Cinematography and Mood: The Only Reason You Might Care
Gregory Nava, working as a cinematographer, imbues the New Mexico landscape with the kind of sweeping visuals one expects from a Western epic rather than a horror film. Desert vistas, sacred mesas, and wind-swept plains are captured with reverence, creating a tension between the natural beauty of the setting and the chaos unfolding within it. Hiller leans into shadows and night sequences, emphasizing the bats’ menace, though occasionally the lighting reveals wires or miniature bat models. This is 1970s horror ingenuity, teetering between the uncanny and the laughably artificial.
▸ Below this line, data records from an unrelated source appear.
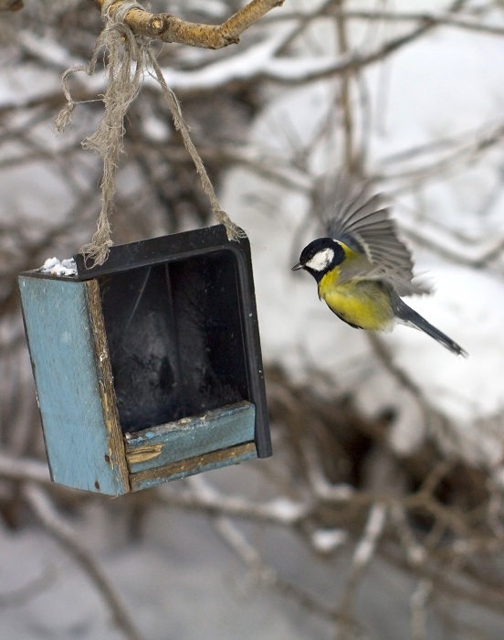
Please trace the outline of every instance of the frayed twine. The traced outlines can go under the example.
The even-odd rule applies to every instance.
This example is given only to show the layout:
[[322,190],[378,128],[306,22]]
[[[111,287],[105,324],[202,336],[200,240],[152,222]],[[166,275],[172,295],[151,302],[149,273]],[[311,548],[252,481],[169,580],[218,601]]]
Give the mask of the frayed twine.
[[140,91],[147,62],[150,63],[162,87],[173,118],[175,129],[181,132],[185,148],[201,178],[203,189],[210,200],[215,219],[226,227],[229,240],[245,237],[245,232],[230,219],[229,216],[219,206],[203,160],[189,135],[189,129],[182,115],[180,103],[166,84],[157,60],[151,51],[149,40],[144,37],[135,36],[130,27],[124,23],[124,18],[131,8],[143,9],[143,7],[137,2],[125,2],[114,11],[110,11],[113,2],[114,0],[108,0],[101,8],[106,25],[97,40],[89,64],[71,67],[62,76],[61,81],[67,104],[54,121],[55,127],[59,133],[71,123],[78,102],[72,100],[68,88],[68,79],[72,74],[79,71],[92,76],[100,51],[104,48],[108,54],[107,91],[103,96],[105,112],[100,118],[95,133],[82,143],[84,148],[96,151],[103,159],[103,176],[100,183],[101,210],[98,219],[98,228],[91,241],[85,244],[80,250],[85,256],[86,263],[89,261],[90,266],[103,264],[109,255],[109,250],[113,244],[110,238],[110,217],[113,211],[113,198],[116,192],[115,176],[119,157],[124,149],[124,116]]

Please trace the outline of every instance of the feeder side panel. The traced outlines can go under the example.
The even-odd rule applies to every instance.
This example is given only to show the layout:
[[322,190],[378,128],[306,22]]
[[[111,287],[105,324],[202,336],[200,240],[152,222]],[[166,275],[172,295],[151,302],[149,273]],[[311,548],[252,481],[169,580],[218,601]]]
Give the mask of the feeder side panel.
[[98,283],[22,275],[19,286],[52,479],[129,491]]
[[220,469],[230,464],[239,464],[257,457],[254,443],[245,443],[227,449],[213,451],[205,455],[187,458],[178,463],[173,463],[154,469],[146,469],[137,474],[131,474],[131,491],[148,489],[166,480],[178,480],[188,475],[201,474],[204,471]]
[[243,401],[128,434],[130,472],[136,474],[250,443],[255,421],[256,407]]

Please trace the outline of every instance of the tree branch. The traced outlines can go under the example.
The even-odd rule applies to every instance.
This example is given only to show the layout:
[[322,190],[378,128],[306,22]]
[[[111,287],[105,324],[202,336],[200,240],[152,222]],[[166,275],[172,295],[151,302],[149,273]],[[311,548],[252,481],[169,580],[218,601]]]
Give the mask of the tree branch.
[[[113,14],[126,0],[116,0],[109,11]],[[95,0],[102,7],[105,0]],[[202,25],[187,22],[170,14],[152,14],[143,9],[128,11],[124,21],[141,36],[149,36],[162,42],[178,42],[203,48],[223,48],[239,42],[241,34],[268,11],[281,6],[284,0],[251,0],[222,25]]]

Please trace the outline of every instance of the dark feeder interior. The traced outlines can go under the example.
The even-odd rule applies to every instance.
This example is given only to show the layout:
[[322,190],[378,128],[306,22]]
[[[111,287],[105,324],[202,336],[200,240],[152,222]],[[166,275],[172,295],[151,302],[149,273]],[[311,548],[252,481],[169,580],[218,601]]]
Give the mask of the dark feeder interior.
[[112,247],[97,278],[121,431],[247,400],[271,454],[247,240],[222,226]]

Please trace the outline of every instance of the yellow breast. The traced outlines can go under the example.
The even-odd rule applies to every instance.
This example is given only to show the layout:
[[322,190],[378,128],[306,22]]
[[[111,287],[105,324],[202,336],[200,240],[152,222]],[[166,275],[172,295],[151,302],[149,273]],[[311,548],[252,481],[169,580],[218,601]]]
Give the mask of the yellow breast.
[[353,278],[339,283],[340,270],[328,272],[319,283],[319,296],[341,320],[368,331],[387,331],[394,326],[390,294],[380,283]]

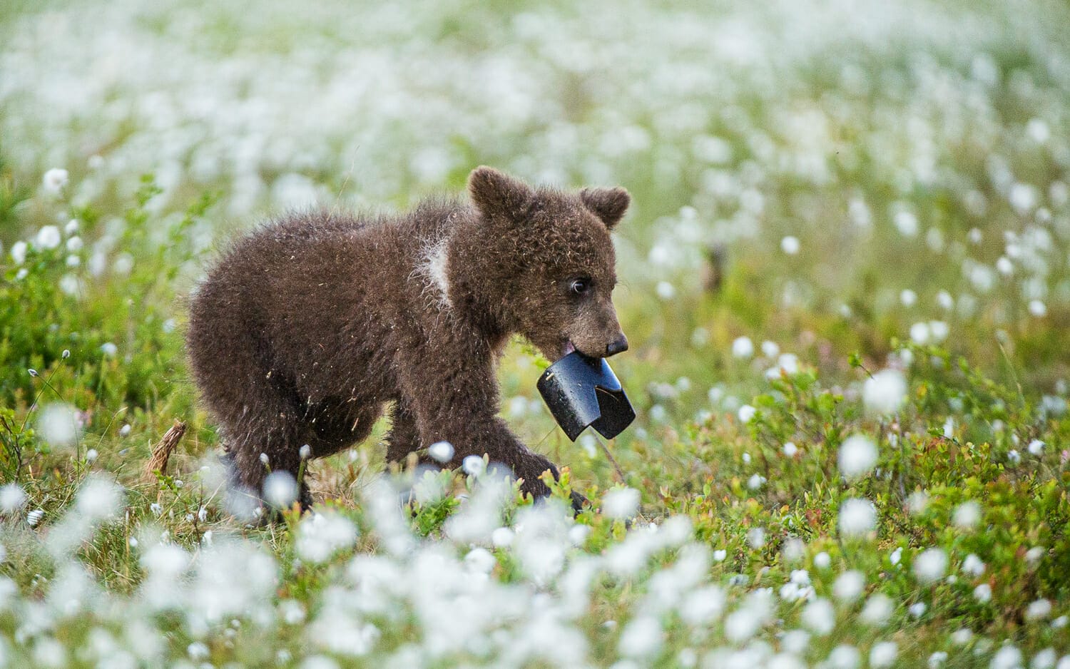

Colin Wyllie’s score is another highlight, an eerie yet melodramatic underscore that oscillates between foreboding and parody. The music makes even mundane dialogue feel like a critical moment in the apocalypse. Every bat swoop is punctuated as though it were the second coming of pestilence itself, which, in a way, it is—if your idea of pestilence is rabies and CGI limitations.
Final Take: Terrifying, Hilarious, and Slightly Incomprehensible
In the end, Nightwing is a film that defies neat categorization. It is horror, but it is also comedy, political allegory, environmental cautionary tale, and, most importantly, a testament to the late-1970s obsession with killer animals. Hiller’s leap from family dramas to plague-infested vampire bats is as bold as it is bewildering, and the film benefits from the sheer confidence of its absurd premise. The actors do what they can, the bats do what they do best, and the viewer is left oscillating between horror, laughter, and admiration for the audacity on display.
Nightwing does not always succeed in its ambitions—most nights, the bats look suspiciously like props, and the plot is as flighty as its winged antagonists—but it succeeds in giving us something rare: a horror film that is both darkly funny and inadvertently profound. It’s a movie that, much like its plague-ridden bats, lingers in the corners of your mind long after it’s over, haunting you with a mix of awe and incredulity.
So, if you ever find yourself on a Hopi reservation at night, and the wind carries a sound like a million tiny wings beating against the sky, remember: Hiller did it first, and somehow, he made it cinematic.